Taste test: squirrel meat


Updated on 25 March 2015 | 2 Comments

There’s been a surge of people taking an interest in squirrel meat recently. Lovefood cooks one up and puts it to our taste testers.

Following its brief inclusion on the menu of The Cinnamon Club restaurant in Westminster, squirrel meat has become rather sought after.

A butcher in Suffolk supplemented its dwindling rabbit stocks with squirrel meat earlier this month, selling out in three hours. The Elveden Estate butchers explained to the Daily Mail that rabbit numbers were on the decline and that there is now a limit on the number allowed to be killed in order to keep the population stable.

Hence the replacement meat, which has become something of a hit.

Why consider eating squirrel?

Director of The Wild Meat Company, Robert Gooch, thinks that the fact that interest in the meat is rising is largely down to the novelty factor. His company sell a variety of game meats, including squirrel, and he was happy to supply us with one to try out in our own kitchen.

People don’t often “appreciate the quality of the meat” he told us, since squirrels are “commonly seen in parks and gardens.” Robert added that, conversely, in the US squirrel is rather popular, and an American colleague also confirmed this to me.

American chef Georgia Pellegrini says that it’s a particular favourite of the eastern states, and according to a 2011 report (the most recent) on the hunting habits of Americans, 1.7 million people in the States hunted squirrels that year. That's significantly more than the 1.5 million shooting at rabbits. “Squirrel hunting is more American than apple pie” says Pellegrini.

Cooking squirrel

The first thing I notice about squirrel as I tried to section it up was the high bone-to-meat ratio, which isn’t surprising considering its small size, but makes for rather difficult work when portioning it out. A very heavy and sharp knife is required to cleanly and safely cut through the bones and cartilage.

The main chunks of meat are to be found on the hind quarters, but there’s also a bit on the front quarters, and a small amount around the lower back.

While cutting, I realised that there’s little bits of hair clinging to the meat here and there, which isn’t the most appetising thing, but then again, it’s no worse than a spot of unshaved pork.

I browned the meat in a frying pan and then quickly boiled it with a bay leaf in the mix to finish the job, hoping to retain most of the flavour while not obscuring it. While cooking, a musty odour became very noticeable, though this is possibly the result of the meat having sat in plastic packaging for a couple of days. It did clear up after a couple of minutes.

Squirrel meat

I tried to shred as much meat off the bones as possible, but it is hard going. Apparently the pieces are often served breaded in the States, much like KFC chicken.

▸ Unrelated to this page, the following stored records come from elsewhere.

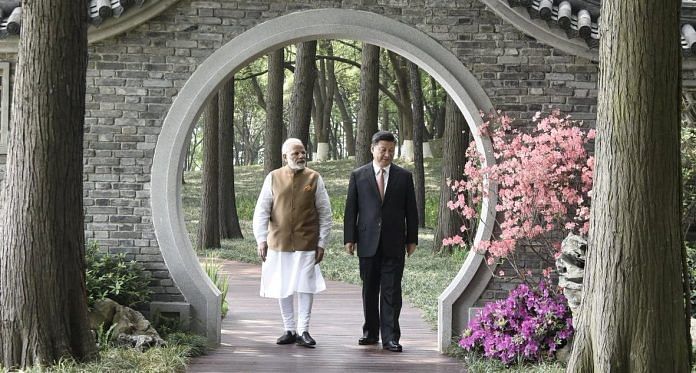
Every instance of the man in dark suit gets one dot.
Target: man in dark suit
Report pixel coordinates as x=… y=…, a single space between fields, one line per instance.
x=381 y=221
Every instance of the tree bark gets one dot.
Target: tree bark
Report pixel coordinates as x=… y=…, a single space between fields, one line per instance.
x=633 y=311
x=369 y=103
x=347 y=121
x=301 y=100
x=43 y=299
x=454 y=143
x=274 y=112
x=418 y=129
x=404 y=96
x=229 y=220
x=209 y=222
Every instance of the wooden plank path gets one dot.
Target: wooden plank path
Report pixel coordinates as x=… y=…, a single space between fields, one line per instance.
x=253 y=324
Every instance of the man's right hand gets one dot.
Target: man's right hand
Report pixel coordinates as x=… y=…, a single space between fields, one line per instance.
x=262 y=249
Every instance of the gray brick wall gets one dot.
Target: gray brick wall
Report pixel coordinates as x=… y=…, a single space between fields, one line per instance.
x=133 y=78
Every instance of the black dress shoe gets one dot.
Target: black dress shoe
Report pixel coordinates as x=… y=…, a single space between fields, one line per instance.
x=363 y=341
x=305 y=340
x=392 y=346
x=287 y=338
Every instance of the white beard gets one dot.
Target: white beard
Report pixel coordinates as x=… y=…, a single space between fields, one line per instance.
x=297 y=167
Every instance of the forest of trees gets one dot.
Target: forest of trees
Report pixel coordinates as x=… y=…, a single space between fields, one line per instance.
x=274 y=89
x=333 y=95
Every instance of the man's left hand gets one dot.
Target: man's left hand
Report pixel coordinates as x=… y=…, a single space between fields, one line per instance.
x=410 y=248
x=319 y=255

I can see why. You really need to get your mouth around a joint and strip it down with your teeth for maximum efficacy, but wanting to give everyone the chance to taste it, I carry on ripping scrappy pieces off the carcass with a fork and sharp knife.

What does it taste like?

Strangely, the squirrel meat was compared with pretty much every other meat. “Tastes like chicken” came the inevitable response from a few people, but others said it was “light, a bit like pork,” or even compared it to lamb.

I think that our collective inability to make a singular comparison tells us that squirrel has its own distinctive flavour. Personally, I would describe it as a light game meat that I would happily eat again – it reminded me somewhat of duck, and I wasn’t alone in that thought either.

One person looked at the plate for a few moments before commenting that they simply couldn’t do it. “I just keep thinking of squirrels running around in the park!” Others were put off by the smell, but those who got past that found it quite tasty and most said they'd give it another go in the future.